Gema JUMAT, 4 September 2015
Oleh : Murizal Hamzah
Ini bukan sekedar rutinitas tahunan. Ini adalah tradisi yang bermakna.
Dipersiapkan belasan tahun hingga puluhan tahun. Penantian panjang yang disikapi dengan segenap lahir batin. Mereka yang berpergian adalah yang telah memenuhi persyaratan memiliki kemampuan uang dan niat. Tidak cukup bermodal harta yang melimpah tanpa persiapan mental dan fisik. Inilah rukun Islam kelima berhaji. Setiap tahun, jutaan umat Islam beribadah di Mekkah dan Madinah sebagai tempat silaturrahmi terbesar di dunia.
Mereka bukan sembarang tamu. Mereka adalah Tamu Allah. Tidak semua umat bisa memenuhi panggilan yang sangat mulia ini. Kita menyaksikan, ada umat yang memiliki harta melimpah namun belum berhaji dengan berbagai dalil. Sebaliknyal, ada yang dari aspek pekerjaan seperti tukang cuci baju, penjual pisang tradisional dan lain-lain, namun tibatiba, nyak-nyak itu sudah memakai kain ihram untuk bersiap-siap naik pesawat terbang.

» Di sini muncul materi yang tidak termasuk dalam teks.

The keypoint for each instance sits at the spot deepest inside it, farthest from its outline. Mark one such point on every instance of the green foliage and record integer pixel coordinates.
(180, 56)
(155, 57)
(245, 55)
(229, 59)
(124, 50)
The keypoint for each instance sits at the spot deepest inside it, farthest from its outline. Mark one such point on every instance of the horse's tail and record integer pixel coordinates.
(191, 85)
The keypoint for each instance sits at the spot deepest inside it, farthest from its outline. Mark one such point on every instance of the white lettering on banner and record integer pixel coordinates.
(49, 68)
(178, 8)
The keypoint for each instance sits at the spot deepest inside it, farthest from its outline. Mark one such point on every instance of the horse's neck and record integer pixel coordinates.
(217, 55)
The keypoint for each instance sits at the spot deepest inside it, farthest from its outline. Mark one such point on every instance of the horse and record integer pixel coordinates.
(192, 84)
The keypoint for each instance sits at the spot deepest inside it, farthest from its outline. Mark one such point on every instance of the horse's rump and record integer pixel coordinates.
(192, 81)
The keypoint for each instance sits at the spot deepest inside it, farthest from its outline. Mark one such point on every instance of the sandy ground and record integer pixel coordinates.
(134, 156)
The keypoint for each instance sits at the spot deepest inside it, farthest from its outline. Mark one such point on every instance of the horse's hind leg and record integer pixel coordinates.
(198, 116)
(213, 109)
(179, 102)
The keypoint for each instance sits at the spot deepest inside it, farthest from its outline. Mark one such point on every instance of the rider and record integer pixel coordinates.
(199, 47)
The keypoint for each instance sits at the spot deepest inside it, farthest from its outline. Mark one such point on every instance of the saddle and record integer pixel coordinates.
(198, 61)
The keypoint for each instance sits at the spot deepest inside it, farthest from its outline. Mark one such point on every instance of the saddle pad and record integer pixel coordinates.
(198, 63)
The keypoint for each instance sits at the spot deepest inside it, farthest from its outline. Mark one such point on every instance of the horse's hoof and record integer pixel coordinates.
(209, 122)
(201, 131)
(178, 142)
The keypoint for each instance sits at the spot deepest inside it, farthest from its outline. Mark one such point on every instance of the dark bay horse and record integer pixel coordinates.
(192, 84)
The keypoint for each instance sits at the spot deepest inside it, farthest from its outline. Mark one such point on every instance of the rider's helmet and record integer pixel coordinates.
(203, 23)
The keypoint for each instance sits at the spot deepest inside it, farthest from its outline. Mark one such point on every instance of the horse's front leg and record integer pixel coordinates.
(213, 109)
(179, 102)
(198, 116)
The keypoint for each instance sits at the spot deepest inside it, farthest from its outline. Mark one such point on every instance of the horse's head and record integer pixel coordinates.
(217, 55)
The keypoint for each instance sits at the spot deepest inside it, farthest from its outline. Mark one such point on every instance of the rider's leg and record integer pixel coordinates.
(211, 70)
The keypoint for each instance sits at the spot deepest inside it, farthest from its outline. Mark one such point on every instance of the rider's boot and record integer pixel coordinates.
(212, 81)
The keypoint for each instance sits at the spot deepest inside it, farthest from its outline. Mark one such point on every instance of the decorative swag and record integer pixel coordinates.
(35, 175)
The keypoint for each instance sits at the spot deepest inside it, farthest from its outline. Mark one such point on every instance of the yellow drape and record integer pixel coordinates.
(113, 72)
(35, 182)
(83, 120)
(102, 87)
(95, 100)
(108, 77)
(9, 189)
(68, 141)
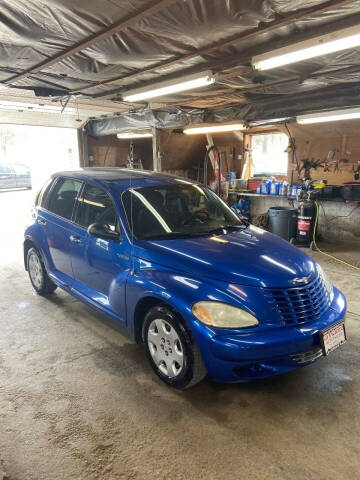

Di Aceh, ribuan Jamaah Calon Haji (JCH) mengalami hal yang sama.
Mereka bersyukur karena dapat berhaji setelah menunggu dengan sabar. Harap dipahami, waiting listing (daftar tunggu) mencapai lebih dari 10 ribu dengan masa tunggu lebih dari 10 tahun. Insya Allah JCH Aceh terbang ke Tanah Suci mulai 9 September mendatang.
Mengingatknya masa tunggu berhaji hingga belasan tahun, sudah semestinya warga yang sudah berhaji berkali-kali untuk mengurungkan niat. Memberi kesempatan kepada yang belum berhaji untuk menunaikan ibadah yang banyak menguras pikiran dan keringat ini. demikian juga, anak-anak yang belum wajib berhaji, maka orang tua perlu memikirkan hal tersebut. sangat dibutuhkan kesadaran dari umat untuk tidak berlomba-lomba berhaji. Cukup sekali berhaji. Selebihnya, alihkan niat berhaji untuk memberi beasiswa pendidikan atau pemberdayaan ekonomi di sekitar tempat kita menetap. Memberi kesempatan kepada saudara seaqidah yang belum berhaji adalah salah satu bentuk menguji kesabaran bagi diri sendiri.
Siapa pun yang sudah berhaji dan umrah, terbesit perasaan mendalam yakni ingin kembali ke Tanah Suci. Merasakan nikmatnya beribadah selama 40 hari di Mekkah dan Madinah. Bisa dipahami, perjalanan mengharukan ini sudah diawali isak tangis oleh kerabat sejak dari asrama haji hingga menuju ke tangga pesawat yang bersamaan dengan ucapan talbiyah. Rasa haru terpencar ketika mendarat di Bandara Internasional King Abdul Aziz di Jeddah hingga air mata menetes di depan Kabah di Mekkah. Begitulah, kegiatan berhaji dari tahun ke tahun selalu menguras air mata dan energi lain. Itu semua dilakukan karena jutaan umat Islam di seluruh dunia untuk memenuhi undangan dari Allah SWT.
Apa target jamaah untuk haji? Tidak lain untuk menjadi haji mabrur.
Hal ini sudah ditegaskan oleh Rasulullah bahwa tidak ada pahala bagi haji mabrur, kecuali surga. Di tempat lain, Nabi bersabda,” Barangsiapa yang melaksanakan haji karena Allah, tidak melakukan rafats (berkatakata kotor) dan tidak fusuq (durhaka), maka ia kembali suci dari dosa seperti bayi yang baru dilahirkan dari kandungan ibunya.” (H.R Bukhari dan Muslim).
Pelajaran lain dari berhaji yakni, umat Islam mesti rajin menabung, berhemat dan bekerja keras dan cerdas. Kewajiban haji hanya untuk muslim dan muslimah yang memiliki uang. Tidak ada kewajiban untuk kaum dhuafa. Sudah sepantasnya, umat memiliki cita-cita kaya di dunia dengan harapan mendapat surga di akhirat sebagai lawan dari ucapan biar miskin di dunia asal mati masuk surga di akhirat. Kalimat terakhir yang mengiring umat Islam tidak mempersoalkan miskin harta di dunia adalah salah satu warisan dari musuh Islam agar ekonomi dikuasi oleh non Islam.
Akhirukalam, “Labbaik Allahumma labaik (ya Allah, aku penuhi panggilan-Mu).